Ma c’è anche chi, da medico, ricorse alla scienza (e alla fantasia) per salvare vite umane. Era la mattina del 16 ottobre 1943, l’inizio del rastrellamento di massa da parte delle SS del ghetto. Decine di persone cercarono riparo al vicino ospedale Fatebenefratelli. “Arrivati sull’Isola – racconta a Fortune Italia Dario Manfellotto, per molti anni direttore del Dipartimento di Medicina interna dell’ospedale Fatebenefratelli e ora consulente Ospedale Fatebenefratelli – Gemelli Isola Tiberina – furono accolti dal medico Vittorio Sacerdoti e dal primario di Medicina interna Giovanni Borromeo, e quest’ultimo decise di ricoverarli tutti”.

Una veduta dell’ospedale dell’Isola Tiberina

Il Morbo di K

Proprio Borromeo, assieme al suo aiuto Adriano Ossicini (medico e psichiatra e poi senatore della Repubblica e ministro) e a Sacerdoti, ideò una malattia infettiva molto grave: “Il ‘Morbo di K’, dove la K stava a indicare l’ufficiale tedesco Herbert Kappler o il generale tedesco Albert Kesselring”, dice Manfellotto.

“Hanno protetto tante persone con questo artificio: i finti ricoverati vennero sistemati in un reparto speciale, in isolamento. Il morbo veniva descritto come una malattia degenerativa molto contagiosa”, continua Manfellotto.
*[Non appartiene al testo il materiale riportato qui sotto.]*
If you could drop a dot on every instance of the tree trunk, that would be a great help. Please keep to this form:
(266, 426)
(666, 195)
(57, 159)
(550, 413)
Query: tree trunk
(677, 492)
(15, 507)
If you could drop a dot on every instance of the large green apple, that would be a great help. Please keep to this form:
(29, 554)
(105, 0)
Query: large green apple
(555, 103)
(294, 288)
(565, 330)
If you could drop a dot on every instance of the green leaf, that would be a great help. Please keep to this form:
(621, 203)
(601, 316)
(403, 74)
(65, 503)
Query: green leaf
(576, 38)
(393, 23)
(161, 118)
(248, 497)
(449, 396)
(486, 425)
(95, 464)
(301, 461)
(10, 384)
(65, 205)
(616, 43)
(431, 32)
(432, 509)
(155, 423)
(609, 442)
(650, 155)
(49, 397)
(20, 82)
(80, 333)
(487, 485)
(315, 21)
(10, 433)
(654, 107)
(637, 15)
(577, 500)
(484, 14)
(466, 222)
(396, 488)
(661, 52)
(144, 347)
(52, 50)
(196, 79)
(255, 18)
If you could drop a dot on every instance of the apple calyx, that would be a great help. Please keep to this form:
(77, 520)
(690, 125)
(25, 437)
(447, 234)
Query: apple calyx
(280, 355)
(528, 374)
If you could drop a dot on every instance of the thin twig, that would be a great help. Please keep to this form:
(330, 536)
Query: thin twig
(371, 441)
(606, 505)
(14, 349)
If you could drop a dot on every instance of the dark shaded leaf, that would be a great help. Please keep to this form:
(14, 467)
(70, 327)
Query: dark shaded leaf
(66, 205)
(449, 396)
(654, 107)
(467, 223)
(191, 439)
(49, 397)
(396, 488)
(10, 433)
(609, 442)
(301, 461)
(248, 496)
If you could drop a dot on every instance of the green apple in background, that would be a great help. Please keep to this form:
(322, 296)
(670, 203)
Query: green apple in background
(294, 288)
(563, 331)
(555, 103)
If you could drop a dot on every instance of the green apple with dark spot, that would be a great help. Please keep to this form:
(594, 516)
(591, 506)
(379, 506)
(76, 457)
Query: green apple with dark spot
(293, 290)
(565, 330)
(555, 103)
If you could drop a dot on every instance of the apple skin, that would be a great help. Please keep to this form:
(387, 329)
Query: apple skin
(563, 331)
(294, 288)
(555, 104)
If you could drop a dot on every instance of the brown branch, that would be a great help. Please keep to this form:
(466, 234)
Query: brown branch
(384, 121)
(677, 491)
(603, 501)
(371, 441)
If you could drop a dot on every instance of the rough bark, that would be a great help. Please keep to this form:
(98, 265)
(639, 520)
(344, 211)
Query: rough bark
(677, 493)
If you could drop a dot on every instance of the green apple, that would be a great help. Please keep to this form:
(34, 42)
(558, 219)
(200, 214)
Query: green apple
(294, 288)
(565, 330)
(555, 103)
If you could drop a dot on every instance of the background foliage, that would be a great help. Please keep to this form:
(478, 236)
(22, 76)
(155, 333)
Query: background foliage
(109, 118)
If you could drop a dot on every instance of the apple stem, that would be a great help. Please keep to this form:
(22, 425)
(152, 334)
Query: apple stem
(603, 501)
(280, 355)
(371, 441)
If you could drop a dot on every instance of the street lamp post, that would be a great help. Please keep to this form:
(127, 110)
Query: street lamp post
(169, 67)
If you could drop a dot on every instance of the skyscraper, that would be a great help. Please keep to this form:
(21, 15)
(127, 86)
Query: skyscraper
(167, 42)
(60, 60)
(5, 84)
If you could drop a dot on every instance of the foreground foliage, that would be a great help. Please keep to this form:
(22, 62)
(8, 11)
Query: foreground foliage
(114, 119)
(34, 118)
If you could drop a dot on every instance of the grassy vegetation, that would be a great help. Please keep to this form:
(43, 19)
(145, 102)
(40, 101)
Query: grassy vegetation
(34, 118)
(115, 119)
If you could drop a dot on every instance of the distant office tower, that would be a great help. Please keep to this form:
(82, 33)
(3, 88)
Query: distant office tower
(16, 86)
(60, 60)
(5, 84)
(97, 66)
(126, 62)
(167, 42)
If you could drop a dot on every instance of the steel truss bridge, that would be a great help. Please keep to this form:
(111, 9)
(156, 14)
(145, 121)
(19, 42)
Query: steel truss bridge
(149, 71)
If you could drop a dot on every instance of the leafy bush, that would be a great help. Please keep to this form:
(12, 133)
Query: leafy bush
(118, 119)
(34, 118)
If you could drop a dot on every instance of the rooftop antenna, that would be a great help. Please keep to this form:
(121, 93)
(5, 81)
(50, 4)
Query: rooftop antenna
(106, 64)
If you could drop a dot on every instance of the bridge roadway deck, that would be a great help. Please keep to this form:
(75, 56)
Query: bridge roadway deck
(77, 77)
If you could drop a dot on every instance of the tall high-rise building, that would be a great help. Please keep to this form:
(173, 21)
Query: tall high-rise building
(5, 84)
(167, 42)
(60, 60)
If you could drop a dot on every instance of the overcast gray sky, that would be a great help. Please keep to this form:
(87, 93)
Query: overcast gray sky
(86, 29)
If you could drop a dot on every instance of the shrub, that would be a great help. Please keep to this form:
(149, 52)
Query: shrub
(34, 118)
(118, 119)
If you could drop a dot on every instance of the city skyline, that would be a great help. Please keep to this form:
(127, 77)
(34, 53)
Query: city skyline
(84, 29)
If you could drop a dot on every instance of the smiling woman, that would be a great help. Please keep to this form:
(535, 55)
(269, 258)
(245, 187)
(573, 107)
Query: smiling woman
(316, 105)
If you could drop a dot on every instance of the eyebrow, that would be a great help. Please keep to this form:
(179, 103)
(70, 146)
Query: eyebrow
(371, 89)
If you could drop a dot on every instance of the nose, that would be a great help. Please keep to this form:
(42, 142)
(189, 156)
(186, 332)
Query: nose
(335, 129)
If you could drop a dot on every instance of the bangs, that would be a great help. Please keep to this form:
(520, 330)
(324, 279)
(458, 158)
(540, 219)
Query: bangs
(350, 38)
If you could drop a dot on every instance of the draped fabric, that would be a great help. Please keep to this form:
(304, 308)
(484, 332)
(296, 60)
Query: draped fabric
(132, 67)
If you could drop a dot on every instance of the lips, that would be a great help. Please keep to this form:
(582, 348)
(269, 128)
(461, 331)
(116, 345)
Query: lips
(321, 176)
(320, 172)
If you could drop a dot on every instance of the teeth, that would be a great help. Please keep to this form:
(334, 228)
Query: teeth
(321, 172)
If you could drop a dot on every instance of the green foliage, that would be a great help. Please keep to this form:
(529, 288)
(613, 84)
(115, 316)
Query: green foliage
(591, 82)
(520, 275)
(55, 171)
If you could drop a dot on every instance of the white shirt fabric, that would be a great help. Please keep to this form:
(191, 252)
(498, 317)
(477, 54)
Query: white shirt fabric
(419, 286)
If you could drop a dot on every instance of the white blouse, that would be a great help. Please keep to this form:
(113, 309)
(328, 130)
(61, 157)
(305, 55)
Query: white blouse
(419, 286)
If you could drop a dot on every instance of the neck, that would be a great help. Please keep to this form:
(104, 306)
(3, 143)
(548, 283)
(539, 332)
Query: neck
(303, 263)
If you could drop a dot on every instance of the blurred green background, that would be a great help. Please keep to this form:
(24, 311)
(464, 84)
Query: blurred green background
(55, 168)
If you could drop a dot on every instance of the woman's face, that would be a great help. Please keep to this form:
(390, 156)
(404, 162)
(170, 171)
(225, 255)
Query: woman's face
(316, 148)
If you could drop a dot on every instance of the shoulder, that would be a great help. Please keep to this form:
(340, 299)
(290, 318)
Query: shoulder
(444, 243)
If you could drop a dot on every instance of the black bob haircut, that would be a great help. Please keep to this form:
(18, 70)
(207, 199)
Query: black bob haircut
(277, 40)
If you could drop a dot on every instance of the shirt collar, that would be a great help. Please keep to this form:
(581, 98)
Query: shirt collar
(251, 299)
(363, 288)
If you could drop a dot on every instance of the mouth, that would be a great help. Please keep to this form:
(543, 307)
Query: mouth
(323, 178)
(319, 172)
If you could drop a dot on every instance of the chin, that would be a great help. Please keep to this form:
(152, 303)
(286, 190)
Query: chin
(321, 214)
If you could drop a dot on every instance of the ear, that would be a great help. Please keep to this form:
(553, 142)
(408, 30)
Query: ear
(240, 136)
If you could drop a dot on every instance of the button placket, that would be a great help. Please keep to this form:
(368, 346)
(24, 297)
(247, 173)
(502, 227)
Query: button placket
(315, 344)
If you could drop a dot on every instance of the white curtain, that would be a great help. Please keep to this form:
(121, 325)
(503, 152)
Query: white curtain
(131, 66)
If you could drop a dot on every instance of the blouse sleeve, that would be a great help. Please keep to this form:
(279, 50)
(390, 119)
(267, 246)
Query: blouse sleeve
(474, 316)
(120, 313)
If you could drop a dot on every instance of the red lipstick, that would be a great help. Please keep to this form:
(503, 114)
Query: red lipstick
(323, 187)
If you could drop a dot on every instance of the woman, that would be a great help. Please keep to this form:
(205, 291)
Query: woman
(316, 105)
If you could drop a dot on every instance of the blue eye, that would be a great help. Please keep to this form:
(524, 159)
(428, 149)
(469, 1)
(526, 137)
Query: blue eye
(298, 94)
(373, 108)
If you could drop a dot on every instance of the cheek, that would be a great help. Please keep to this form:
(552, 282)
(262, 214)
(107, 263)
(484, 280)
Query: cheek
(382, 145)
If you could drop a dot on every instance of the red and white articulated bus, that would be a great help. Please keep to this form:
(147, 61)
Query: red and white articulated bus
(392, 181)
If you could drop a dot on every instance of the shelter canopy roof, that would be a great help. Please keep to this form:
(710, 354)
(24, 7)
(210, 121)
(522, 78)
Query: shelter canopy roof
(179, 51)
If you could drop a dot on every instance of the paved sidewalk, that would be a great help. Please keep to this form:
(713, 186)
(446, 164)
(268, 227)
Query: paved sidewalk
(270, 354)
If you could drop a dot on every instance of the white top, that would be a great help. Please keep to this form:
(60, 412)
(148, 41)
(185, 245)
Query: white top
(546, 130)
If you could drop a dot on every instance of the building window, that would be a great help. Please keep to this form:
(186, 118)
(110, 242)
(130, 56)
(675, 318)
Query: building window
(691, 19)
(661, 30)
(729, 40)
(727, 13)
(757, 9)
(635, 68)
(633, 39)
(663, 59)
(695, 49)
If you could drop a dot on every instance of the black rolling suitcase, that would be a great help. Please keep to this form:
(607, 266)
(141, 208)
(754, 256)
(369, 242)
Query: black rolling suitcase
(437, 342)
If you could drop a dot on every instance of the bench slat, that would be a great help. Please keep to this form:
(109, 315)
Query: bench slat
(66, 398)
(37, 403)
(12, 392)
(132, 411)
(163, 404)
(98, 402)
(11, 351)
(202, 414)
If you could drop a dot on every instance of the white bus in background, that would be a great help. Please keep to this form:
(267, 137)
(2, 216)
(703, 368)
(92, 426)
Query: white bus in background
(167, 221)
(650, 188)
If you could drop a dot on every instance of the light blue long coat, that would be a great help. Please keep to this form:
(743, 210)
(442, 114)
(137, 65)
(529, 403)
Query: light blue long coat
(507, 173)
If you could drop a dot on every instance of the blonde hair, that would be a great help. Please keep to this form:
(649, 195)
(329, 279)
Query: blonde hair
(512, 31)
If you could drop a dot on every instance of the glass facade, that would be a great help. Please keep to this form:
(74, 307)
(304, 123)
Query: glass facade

Per i tedeschi oltretutto il morbo di K evocava la malattia di Koch, ossia la tubercolosi: i militari ne erano terrorizzati.

I medici italiani descrivevano una malattia infettiva molto contagiosa, che iniziava con una fase caratterizzata da convulsioni, per poi degenerare nella paralisi degli arti e alla morte per asfissia. “Il tutto con l’avallo dei Fatebenefratelli. La paura del contagio allontanò le SS”, ricorda Manfellotto. E questo salvò decine di ebrei.

“Fra il ’43 e il ’44 l’ospedale romano costituì un baluardo della Resistenza. Trovò rifugio in ospedale anche l’avvocato Giuseppe Spataro, in seguito uno dei fondatori della Democrazia Cristiana, che fingendosi ammalato proseguiva la sua azione politca clandestina”.

“Anche Fra Maurizio Bialek”, priore dell’Ospedale San Giovanni Calibita all’Isola Tiberina, “fu parte attiva della Resistenza. Con una radio installata in Ospedale, potè comunicare con i partigiani. Verso la fine del maggio ’44 fascisti e tedeschi irruppero nel nosocomio alla ricerca della trasmittente: fu proprio Fra Maurizio a fare a pezzi la ricetrasmittente e a gettarla nel Tevere per evitare che fosse trovata”.

L’ospedale dell’Isola Tiberina “è considerato struttura di riferimento per la comunità ebraica romana, e anche quando ci fu l’attentato alla Sinagoga nel 1982 accolse decine di feriti”, ricorda Manfellotto.

L’impatto delle persecuzioni sulle università

La Shoah ha inghiottito numerosissime ricerche e studi clinici che sarebbero stati svolti in Italia, se ai docenti ebrei non fosse stato impedito di insegnare o curare. Insieme alle possibili carriere di decine di studenti. Le discriminazioni colpirono fortemente gli ordini professionali, che dovettero espellere gli ebrei, e le Università, che si videro costrette a licenziare i professori.

“La memoria è il talismano per capire il presente e per preparare il futuro, partendo dal passato”, ricordano i promotori dell’evento pisano, che ha ricevuto il patrocinio degli atenei di Pisa: Scuola Superiore Sant’Anna, Scuola Normale Superiore, Università di Pisa.

‘L’appello’, ha spiegato il suo autore, “mette al centro dell’attenzione la quotidianità degli studenti e ciò per permettere all’osservatore di immergersi in quella specifica dimensione e di immedesimarsi. Il termine ‘appello’, in ambito scolastico e accademico, ha un significato noto, chiamare studentesse e studenti per nome e per cognome per verificarne la presenza. Pensando all’espulsione di quei ragazzi dall’università, dopo la firma delle leggi razziali – ha detto Gianni Lucchesi – il termine ‘appello’ assume un’accezione inquietante, la chiamata a un atroce destino”.